In June 2009, Smith had pressured his local school board in Litchfield, New Hampshire, to remove material from its high school curriculums that he did not think had "good, wholesome values to it," including David Sedaris' "I Like Guys," about his experiences as a gay adolescent.
Two years after New Hampshire became one of the first states to adopt marriage equality by legislation, Smith spearheaded an unsuccessful 2011 effort to repeal it.
FRIDAY: Establishment GOP to Morse, Smith, and Bolduc: If You Can’t Fundraise, You Need to “Get Out of This Race”
2020 Republican Senate nominee Corky Messner blasted the NH GOP Senate primary candidates in an interview with NH Today’s Chris Ryan for their abysmal fundraising and incessant infighting. Corky’s interview comes one day after he published a Facebook post where he said General Don Bolduc should withdraw and warned that if either Morse or Smith don’t “demonstrate viability as a candidate through fundraising, then that person should withdraw.”

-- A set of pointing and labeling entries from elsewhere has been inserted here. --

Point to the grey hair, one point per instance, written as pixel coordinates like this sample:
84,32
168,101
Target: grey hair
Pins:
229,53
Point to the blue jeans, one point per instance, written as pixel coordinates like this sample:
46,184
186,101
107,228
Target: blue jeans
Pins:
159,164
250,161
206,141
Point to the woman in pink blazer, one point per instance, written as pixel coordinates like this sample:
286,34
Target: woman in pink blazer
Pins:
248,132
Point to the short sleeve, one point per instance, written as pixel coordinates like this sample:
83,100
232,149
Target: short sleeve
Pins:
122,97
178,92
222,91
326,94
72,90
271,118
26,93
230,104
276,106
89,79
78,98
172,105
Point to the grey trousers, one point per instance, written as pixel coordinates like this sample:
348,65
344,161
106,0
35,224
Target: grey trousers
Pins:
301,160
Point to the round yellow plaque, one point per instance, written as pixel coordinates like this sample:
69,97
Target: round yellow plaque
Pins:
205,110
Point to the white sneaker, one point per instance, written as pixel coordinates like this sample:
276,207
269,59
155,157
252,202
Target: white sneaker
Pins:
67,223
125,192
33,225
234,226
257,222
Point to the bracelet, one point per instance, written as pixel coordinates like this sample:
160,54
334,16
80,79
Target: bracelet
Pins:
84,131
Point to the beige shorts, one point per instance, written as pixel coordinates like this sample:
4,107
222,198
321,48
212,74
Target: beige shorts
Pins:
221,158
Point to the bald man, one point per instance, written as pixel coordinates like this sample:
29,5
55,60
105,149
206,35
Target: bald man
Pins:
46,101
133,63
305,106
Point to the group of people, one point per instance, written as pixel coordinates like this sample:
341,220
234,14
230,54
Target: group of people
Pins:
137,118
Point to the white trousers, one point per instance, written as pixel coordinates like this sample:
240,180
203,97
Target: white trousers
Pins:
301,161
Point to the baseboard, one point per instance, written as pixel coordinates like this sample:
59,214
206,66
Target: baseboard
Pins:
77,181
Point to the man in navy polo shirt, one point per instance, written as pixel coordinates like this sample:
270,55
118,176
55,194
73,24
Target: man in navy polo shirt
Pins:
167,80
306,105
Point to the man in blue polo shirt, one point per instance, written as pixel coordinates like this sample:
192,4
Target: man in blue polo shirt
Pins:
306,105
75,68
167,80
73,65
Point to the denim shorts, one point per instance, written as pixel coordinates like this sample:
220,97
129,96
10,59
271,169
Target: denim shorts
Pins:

Read key excerpts from Corky’s interview below and listen to the interview here:
Corky Messner: “And if the Republicans continue to fight among themselves throughout the summer, I think the likelihood of a Republican beating Maggie Hassan in the general is very, very low.”
Corky Messner: “I, you know, you know, I got to tell you $400,000 for a quarter for a US Senate race is not much money. At this point in 2020, I think I had somewhere between two and three million cash on hand at this point in my cycle.”
Corky Messner: “So I hope everybody who's in this race or is thinking about getting in this race, does some reflection and recognizes that if they really care about this country and electing a conservative, that that if they don't have the ability to raise money or they haven't raised money that they get out of this race.”
Corky Messner: “Yeah, it will be more difficult for New Hampshire U.S. Senate candidates to raise money if there is a contested primary going on. Donors do not like to donate money when Republicans are fighting among themselves, so it will get more difficult as the summer goes on.”